Kemiskinan Disekitar Kita


KEMISKNAN DI SEKITAR KITA
                Kemiskinan merupakan ketidakmampuan untuk memenuhi kebutuhan dasar seperti pangan, sandang, papan, kesehatan maupun pendidikan. Hal ini disebabkan oleh kelangkaan alat pemenuh kebutuhan dasar atau sulitnya akses terhadap pendidikan dan pekerjaan. Banyak permasalahan yang ditimbulkan oleh faktor kemiskinan seperti permasalahan sosial bahkan menjurus pada tindakan kriminal. Sekarang, banyak kasus-kasus tindakan kriminal seperti perampokan, pencurian bahkan pembunuhan yang dilatar belakangi oleh masalah perekonomian.
            Dampak pada lingkungan sosial akibat dari kemiskinan ini adalah kurangnya pendidikan baik di sekolah (formal)  karena tidak mampu membayar uang sekolah maupun pendidikan di rumah (informal)  karena keluarga atau orang terdekat terlalu sibuk untuk memikirkan bagaimana cara mendapat uang untuk makan pada hari ini. Yang paling menderita akibat dari masalah ini tentu saja anak. Akibatnya, sang anak tentu saja menjadi kurang pengetahuan maupun perhatian sehingga prilaku sang anak bisa menjadi negative yang dapat merugikan diri nya sendiri maupun orang lain. Apabila hal ini terus dibiarkan hal ini akan menjadi siklus yang akan terus terulang pada kehidupan anaknya pada nantinya.
            Salah satu faktor yang paling sering ikut andil dalam masalah kemiskinan adalah sifat malas yang timbul  dari dalam diri mereka sendiri. Mereka terlalu malas untuk bisa memanfaatkan segala potensi sumber daya yang ada juga potensi dari dalam diri mereka. Seperti pengalaman saya ketika berada di suatu tempat makan A. Ketika itu beberapa pengemis datang untuk meminta-minta.
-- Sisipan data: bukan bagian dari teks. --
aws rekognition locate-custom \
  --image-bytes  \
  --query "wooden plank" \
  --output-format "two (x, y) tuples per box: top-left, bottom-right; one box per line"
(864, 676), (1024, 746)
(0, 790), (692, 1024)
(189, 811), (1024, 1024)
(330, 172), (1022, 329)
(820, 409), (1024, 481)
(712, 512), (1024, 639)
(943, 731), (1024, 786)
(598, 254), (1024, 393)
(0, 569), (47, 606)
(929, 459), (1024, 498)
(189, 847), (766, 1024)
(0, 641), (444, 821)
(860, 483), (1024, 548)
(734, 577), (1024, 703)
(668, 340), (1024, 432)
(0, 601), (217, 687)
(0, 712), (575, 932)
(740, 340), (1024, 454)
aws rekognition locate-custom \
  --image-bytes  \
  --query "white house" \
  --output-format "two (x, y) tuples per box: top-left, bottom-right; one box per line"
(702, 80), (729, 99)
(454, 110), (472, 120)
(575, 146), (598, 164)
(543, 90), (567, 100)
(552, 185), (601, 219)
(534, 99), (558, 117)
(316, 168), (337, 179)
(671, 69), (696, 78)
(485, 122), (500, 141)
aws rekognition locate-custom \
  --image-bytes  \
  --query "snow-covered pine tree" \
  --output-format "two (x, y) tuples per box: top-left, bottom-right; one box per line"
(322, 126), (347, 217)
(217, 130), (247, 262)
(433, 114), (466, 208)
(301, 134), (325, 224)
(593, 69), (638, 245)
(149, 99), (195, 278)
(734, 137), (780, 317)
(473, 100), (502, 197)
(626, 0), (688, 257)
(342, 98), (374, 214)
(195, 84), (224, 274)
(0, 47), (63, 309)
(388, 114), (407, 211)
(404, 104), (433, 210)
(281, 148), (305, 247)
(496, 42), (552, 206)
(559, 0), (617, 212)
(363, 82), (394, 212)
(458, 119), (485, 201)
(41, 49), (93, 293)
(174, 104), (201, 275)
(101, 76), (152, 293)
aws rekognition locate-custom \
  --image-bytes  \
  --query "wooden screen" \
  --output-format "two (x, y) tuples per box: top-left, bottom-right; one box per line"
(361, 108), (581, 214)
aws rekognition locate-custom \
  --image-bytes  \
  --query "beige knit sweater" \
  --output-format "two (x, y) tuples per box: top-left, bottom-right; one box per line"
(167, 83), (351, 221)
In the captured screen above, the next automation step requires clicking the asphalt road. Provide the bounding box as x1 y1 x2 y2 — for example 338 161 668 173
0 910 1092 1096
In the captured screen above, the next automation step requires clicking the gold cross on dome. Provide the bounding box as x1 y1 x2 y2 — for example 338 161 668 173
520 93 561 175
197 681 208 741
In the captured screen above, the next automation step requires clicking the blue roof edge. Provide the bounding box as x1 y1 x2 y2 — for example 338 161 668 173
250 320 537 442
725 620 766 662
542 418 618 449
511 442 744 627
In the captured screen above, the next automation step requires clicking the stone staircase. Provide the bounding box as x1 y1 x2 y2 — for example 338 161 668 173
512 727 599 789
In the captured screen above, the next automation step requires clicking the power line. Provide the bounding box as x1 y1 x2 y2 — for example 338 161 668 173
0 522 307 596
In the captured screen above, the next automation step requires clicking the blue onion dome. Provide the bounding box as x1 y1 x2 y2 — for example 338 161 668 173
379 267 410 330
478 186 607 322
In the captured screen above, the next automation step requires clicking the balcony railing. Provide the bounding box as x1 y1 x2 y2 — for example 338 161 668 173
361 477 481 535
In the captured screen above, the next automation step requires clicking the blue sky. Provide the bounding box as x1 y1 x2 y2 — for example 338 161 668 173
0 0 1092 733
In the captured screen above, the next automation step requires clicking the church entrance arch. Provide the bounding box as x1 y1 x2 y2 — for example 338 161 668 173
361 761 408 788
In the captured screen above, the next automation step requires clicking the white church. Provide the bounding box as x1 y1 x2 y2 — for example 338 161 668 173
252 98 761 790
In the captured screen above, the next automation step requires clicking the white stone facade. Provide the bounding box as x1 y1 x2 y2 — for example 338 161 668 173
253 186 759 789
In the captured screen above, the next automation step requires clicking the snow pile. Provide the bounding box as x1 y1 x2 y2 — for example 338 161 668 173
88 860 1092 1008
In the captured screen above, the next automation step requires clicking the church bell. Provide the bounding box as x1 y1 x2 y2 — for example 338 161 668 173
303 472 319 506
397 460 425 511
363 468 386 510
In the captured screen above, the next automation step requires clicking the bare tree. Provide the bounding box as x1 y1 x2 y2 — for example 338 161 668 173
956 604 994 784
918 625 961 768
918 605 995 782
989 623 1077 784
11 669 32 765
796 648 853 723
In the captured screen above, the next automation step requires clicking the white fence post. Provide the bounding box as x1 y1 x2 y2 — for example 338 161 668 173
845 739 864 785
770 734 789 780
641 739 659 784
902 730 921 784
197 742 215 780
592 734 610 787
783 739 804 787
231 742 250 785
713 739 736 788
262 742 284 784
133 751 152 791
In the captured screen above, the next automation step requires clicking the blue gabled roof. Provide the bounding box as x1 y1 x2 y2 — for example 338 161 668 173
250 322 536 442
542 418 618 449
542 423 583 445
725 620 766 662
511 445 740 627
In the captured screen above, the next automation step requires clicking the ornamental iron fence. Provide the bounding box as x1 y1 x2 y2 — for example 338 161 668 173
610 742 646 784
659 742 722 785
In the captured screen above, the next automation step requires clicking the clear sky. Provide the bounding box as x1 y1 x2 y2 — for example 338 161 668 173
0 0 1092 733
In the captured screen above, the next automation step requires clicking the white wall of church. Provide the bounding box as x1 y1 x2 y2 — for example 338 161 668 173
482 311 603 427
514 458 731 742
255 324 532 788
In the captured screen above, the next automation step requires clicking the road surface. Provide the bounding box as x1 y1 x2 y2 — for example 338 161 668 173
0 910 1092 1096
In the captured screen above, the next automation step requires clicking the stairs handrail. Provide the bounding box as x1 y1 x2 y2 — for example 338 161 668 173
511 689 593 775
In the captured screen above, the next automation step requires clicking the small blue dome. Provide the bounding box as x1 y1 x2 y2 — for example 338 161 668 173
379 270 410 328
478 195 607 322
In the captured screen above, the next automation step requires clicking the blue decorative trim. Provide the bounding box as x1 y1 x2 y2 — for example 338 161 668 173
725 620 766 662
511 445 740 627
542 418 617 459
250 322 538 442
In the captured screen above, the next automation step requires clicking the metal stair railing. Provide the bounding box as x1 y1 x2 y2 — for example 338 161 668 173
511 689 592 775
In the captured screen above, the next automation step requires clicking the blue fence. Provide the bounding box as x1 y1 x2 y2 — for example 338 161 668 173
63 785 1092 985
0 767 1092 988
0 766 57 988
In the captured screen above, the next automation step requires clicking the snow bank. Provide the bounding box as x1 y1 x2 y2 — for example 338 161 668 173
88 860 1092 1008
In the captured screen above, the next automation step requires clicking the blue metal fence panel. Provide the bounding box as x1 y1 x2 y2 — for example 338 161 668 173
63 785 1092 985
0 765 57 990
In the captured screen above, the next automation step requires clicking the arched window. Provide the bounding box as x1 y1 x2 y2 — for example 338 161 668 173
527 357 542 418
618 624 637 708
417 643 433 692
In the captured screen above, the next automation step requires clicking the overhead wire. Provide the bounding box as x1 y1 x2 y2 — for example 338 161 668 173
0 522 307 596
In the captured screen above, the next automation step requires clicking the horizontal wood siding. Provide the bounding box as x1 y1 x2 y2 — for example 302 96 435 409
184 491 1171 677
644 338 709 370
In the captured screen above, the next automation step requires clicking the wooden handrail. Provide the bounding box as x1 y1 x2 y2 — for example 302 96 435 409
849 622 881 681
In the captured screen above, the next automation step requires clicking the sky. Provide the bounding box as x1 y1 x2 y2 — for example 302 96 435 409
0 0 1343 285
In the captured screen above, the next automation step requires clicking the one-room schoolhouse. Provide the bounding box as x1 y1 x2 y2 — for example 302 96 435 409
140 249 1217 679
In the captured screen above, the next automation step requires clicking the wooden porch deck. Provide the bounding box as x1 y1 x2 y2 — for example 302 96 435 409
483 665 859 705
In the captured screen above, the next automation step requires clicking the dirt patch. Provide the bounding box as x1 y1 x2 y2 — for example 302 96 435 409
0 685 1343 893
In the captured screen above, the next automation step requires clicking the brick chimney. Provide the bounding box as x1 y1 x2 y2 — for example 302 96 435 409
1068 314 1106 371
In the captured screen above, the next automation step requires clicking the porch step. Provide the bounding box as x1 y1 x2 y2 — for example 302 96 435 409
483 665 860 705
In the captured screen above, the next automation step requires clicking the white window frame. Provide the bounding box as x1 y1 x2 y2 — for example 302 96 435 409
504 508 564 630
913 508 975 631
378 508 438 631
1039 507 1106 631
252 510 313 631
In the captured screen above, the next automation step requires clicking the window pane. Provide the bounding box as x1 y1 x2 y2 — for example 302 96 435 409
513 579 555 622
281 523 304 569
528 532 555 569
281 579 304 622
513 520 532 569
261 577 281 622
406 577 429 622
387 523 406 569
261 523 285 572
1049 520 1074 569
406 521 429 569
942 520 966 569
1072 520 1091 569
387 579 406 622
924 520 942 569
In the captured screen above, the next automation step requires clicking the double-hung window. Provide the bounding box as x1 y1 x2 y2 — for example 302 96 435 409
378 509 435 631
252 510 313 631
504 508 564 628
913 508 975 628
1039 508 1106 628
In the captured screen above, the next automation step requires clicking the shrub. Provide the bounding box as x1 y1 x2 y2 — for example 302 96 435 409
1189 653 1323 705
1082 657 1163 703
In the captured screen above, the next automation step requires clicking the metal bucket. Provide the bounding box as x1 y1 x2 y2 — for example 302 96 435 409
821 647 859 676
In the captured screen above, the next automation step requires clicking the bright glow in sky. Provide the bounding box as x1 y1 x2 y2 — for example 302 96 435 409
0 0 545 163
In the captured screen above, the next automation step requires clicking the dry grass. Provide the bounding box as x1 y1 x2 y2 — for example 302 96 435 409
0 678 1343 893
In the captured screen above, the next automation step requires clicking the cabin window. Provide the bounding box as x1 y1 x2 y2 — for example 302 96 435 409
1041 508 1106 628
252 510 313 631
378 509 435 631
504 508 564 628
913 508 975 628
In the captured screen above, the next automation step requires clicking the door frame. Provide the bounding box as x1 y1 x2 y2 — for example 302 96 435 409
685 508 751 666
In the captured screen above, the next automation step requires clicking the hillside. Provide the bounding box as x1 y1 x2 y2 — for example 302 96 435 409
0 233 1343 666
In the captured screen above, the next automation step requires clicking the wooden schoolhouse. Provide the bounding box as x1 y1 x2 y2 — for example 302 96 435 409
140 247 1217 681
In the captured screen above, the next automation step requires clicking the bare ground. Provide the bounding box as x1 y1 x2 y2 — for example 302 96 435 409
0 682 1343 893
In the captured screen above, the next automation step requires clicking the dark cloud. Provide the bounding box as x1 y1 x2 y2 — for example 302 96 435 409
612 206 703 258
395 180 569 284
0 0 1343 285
Seperti biasa kedatangan mereka selalu bergerombolan. Pada saat itu, saya tidak terlalu memperhatikan. Setelah selesai makan, kakak saya mendadak punya urusan di tempat makan yang lain, sebut saja tempat makan B. Ketika kami berada di sana, entah dari mana datangnya tiba-tiba muncul pengemis yang lain. Ketika saya perhatikan, gerombolan pengemis tersebut sama dengan gerombolan pengemis yang berada di tempat makan  A. Bahkan semua pengemis  tersebut sama. Padahal tempat makan A dan tempat makan B sangat jauh jaraknya. Yang menjadi pertanyaan saya apakah mereka menjadikan pekerjaan meminta-minta menjadi pekerjaan tetap mereka ? Apakah mereka juga memiliki agensi untuk menjalankan profesi mereka menjadi pengemis ?
            Di zaman yang perekonomiannya sulit seperti sekarang ini, banyak orang yang memanfaatkan jalan pintas untuk mencari rezeki dengan mudah tanpa melihat dampak yang dapat ditimbulkan terhadap orang lain maupun lingkungan. Rasa malas yang tidak mampu merubah tidak akan mamu membuat kehidupan menjadi semakin baik namun justru semakin memjerumuskan kehidupan generasi penerus kita.